Well, as we've mentioned a few times before, Intel's P4 and AMD's
AthlonXP are NOT 100% compatible as it is. Same goes for Intel's P4
vs. Intel's PIII. However the same code generally works on both
unless you really go out of your way to use the incompatible code.
There are certainly going to be a few rather minor differences between
AMD64 and Intel's EMT64/IA-32e/name-of-day, but compilers should be
able to take care of them with no trouble at all.
The only problem Intel might have is running code that has already
been compiled for AMD's chips before any differences between them
became known. However, this is simply the price that Intel has to pay
for arriving WAY late to the game (IMO AMD was late to the game and
they've still got a year and a half's head start).
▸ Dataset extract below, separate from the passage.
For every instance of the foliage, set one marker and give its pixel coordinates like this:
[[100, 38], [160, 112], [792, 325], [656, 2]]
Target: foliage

>I'm not sure they're right about Intel reverse engineering here. I've
>suspected for a while that Intel cross-licensed the x86-64 stuff about the
>time that AMD licensed SSE2 to replace their original intention to do a
>completely new FPU.
Intel and AMD definitely have cross-licensing agreements in place, so
I'm sure that you are correct, not really much need for reverse
engineering except maybe for a bit of validation purposes. I don't
know if this all relates back to SSE2 or simply general
cross-licensing agreements that exist between the two companies, but
the end result is pretty much the same.